Brazil’s Amazon region in June recorded the most forest fires for that month in 14 years, according to the National Institute for Space Research (INPE), which compares the number of fire spots for the same month of previous years.  

There were 2,308 fire spots identified by INPE’s satellites in June, a 2.6% increase over June last year, when the number of Amazon fires had already set a historic record, said the research institute. The previous record high was in June 2007, when 3,519 fires were seen in the region. 

The top record for June was in 2004, with 9,179 fires, but previous governments’ initiatives since then have managed to curb the forest destruction. 

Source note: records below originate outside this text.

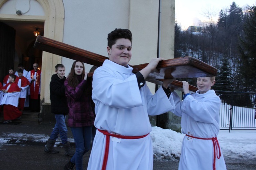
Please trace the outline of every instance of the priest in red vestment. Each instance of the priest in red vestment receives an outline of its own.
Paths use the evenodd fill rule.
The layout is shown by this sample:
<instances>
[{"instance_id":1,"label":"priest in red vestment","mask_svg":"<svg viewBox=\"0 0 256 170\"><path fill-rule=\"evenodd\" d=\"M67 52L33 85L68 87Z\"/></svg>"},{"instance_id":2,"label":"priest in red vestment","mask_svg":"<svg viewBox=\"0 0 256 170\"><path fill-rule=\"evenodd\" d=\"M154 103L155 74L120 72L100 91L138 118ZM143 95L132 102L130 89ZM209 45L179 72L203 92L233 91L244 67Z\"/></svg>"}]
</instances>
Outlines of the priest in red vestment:
<instances>
[{"instance_id":1,"label":"priest in red vestment","mask_svg":"<svg viewBox=\"0 0 256 170\"><path fill-rule=\"evenodd\" d=\"M16 78L14 74L10 75L9 82L3 88L4 96L1 105L3 105L4 123L11 122L12 120L21 118L22 112L17 108L20 90L15 82Z\"/></svg>"},{"instance_id":2,"label":"priest in red vestment","mask_svg":"<svg viewBox=\"0 0 256 170\"><path fill-rule=\"evenodd\" d=\"M23 70L19 69L17 71L17 73L18 77L15 79L15 82L21 91L19 97L18 109L23 113L28 89L30 83L27 78L23 76Z\"/></svg>"},{"instance_id":3,"label":"priest in red vestment","mask_svg":"<svg viewBox=\"0 0 256 170\"><path fill-rule=\"evenodd\" d=\"M41 71L38 69L38 64L33 64L33 69L30 71L27 78L30 83L29 94L30 94L29 107L32 111L40 111L40 89L41 86Z\"/></svg>"}]
</instances>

June marks the beginning of the dry season in the Amazon. 

Greenpeace Brasil said the increase in Amazon forest fires is related both to deforestation and climate change, in addition to what the NGO called the “anti-environmental policy” of President Jair Bolsonaro’s government. 

“Unfortunately, this record for the month of June does not come as a surprise, considering the continuity of the anti-environmental policy [of the current administration] and the insistence on using expensive apparatuses like sending military troops, which has proved inefficient in the last two years,” said Greenpeace Brasil’s Amazon campaign spokesperson Romulo Batista.